CLASSICAL PHOTOGRAPHY by Jess Isaiah Levin, Raleigh, NC
l250eddings, portraits, seniors, corporate events, fine art prints.
August 9, 2009
A demonstration that lens focal length by itself does not affect depth of field, and a display of the effect of perspective
As I did in my little demo of how camera format (sensor size) affects depth of field, I will keep certain factors constant and attempt to show the effect of just one variable - focal length of the lens.
Although once again I am going about this from the standpoint of a photographer who wants to create a certain image with whatever tools are at hand, in this instance I am assuming that I have a principal subject that I want to have occupying a certain proportion of my frame, even if this requires moving my camera position.

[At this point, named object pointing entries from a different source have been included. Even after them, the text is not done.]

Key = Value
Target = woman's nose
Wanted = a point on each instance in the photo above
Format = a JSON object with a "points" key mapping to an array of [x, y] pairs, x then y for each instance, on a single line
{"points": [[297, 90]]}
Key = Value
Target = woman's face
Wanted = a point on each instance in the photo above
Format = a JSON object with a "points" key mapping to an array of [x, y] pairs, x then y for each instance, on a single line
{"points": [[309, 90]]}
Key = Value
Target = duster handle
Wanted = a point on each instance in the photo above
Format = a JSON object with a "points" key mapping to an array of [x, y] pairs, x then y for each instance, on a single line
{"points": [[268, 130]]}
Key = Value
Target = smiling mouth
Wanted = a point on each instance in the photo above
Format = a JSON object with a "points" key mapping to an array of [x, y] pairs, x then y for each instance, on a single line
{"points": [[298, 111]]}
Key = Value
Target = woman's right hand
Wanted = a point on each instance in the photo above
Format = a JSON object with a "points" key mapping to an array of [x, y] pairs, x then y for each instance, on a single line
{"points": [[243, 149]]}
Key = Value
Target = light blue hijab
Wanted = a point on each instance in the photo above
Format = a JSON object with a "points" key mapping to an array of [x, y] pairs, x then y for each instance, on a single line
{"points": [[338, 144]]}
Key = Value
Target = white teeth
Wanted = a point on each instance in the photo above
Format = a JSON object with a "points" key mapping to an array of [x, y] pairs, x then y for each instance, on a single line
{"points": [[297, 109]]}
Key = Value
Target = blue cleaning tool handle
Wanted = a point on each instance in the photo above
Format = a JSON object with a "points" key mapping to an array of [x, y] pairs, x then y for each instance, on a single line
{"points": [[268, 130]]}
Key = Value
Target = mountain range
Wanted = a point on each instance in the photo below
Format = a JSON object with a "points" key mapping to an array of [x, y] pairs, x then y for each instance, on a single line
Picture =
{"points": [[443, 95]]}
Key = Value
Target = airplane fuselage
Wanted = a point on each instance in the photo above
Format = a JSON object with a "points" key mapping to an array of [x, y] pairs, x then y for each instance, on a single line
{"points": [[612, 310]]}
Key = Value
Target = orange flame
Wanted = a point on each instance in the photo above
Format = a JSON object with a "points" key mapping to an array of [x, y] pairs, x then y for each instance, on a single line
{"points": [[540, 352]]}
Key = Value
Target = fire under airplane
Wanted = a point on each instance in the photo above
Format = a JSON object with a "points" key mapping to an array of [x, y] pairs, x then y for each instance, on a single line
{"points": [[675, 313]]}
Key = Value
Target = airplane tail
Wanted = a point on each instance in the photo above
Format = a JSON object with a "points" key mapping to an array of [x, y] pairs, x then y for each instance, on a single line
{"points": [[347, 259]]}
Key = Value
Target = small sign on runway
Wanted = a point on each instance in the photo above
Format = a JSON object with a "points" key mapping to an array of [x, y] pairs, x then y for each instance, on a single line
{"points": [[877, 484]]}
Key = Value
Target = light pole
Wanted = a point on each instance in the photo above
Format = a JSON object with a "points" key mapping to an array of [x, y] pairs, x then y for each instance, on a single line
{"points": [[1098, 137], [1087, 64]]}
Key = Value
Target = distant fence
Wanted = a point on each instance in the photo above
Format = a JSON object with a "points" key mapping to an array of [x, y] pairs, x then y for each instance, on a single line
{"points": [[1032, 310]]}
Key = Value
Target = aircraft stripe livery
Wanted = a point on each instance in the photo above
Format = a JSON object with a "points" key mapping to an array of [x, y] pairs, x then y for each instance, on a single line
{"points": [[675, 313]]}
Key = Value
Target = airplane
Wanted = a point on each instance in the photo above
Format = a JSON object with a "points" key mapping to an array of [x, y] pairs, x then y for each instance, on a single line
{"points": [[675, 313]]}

So, the camera will be moved, but the subjects - two apples - remain "glued" in place on the table. Each lens is focused carefully on the nearest surface of the closer apple. Each is shot at an aperture of f/2.8. Same camera for each.
A reminder of the four factors that influence depth of field :
2. Subject magnification
3. The size of the final print or screen image to be viewed
4. The subjective factor - our judgment and perception of what is sufficiently sharp
I used a view screen grid to make the "big apple" (the one closer to the camera) the same size in each photo. Then I cropped each image by precisely the same amount so that we could easily see the effect on the apples. Viewing the uncropped images at 100% (one computer monitor pixel for each camera pixel) shows the same results, but you would be waiting a long time to download full-sized images.
I used these four lenses: a 15 mm fisheye, a 24 mm, a 50 mm, and a 135 mm. First is an uncropped (but greatly downsized) image of the full frame as captured by the 15 mm. The apple is less than a foot from the plane of the camera sensor, and only a few inches from the front of the lens.
Here is the cropped version of the 15 mm shot. [Actually, I reshot it to refine the exposure, as I was using window light and it was changing subtly.] Notice that the rear apple is nicely blurred, and looks farther away than it really is, because there are no other objects to give a sense of space and we (i.e. the camera and lens) are very close to the main subject.
Next I switched to a 24 mm lens. I moved the camera position away, following the direction of the lens axis to keep the view of the subject the same. When the subject size was exactly the same, I shot and then cropped exactly the same degree as before. Note that the second apple now looks larger. We're further away from both, so the proportional effect of the distance between the two is lessened. If you look carefully, you'll see slight changes in how far around the "horizon line" of the first apple we can see. The second apple is blurred to the same degree as before, but it's larger so it seems closer and the effect of the blur may seem accentuated.
Now we move to a 50 mm, and roughly double our subject distance compared to the 24 mm shot. The same effects are there, even more apparent when you compare the 15 mm directly to the 50 mm.
Finally, here is a shot with a 135 mm lens. The camera has moved back enough that perspective is starting to look "compressed". The two apples seem not very far apart. The second one is, though, still blurred by the same amount. This is one of the reasons that telephoto lenses are often used to isolate a subject, yet keep it connected with a soft rendition of its surroundings. Remember, all of these shots were done at an aperture of f/2.8.
While I've got the 135 on the camera, here is a shot from a different angle, which gives a good representation of the actual distance between the apples, which were not touched until all the shots were made. After that, one of them got eaten.
To make it easier to see the full change in perspective and the lack of change in depth of field, here are the 15 mm and 135 mm shots again:
Some practical observations (even if obvious):
If you do a portrait with a wide angle lens inches from someone's nose, you may get enough magnification to yield shallow depth of field and separate them from the background. However, faces are not rendered attractively from that perspective!
Lenses of different focal lengths (which for any given camera equates to different fields of view, narrow or wide angles of coverage) naturally lead us to shoot from different distances. However, even if we are trying to be imaginative and looking for different perspectives, we will usually find that we want to be within a certain distance range from our subject. That means that changing the lens focal length will change the magnification. That's why telephoto lenses are usually associated with shallow depth of field. We tend to use them in ways that result in more subject magnification than shorter lenses give in the same situation. If you can't get closer to a bird or an athlete, a long lens increases the magnification.
Aperture and magnification are what you need to keep in mind if you want to control depth of field.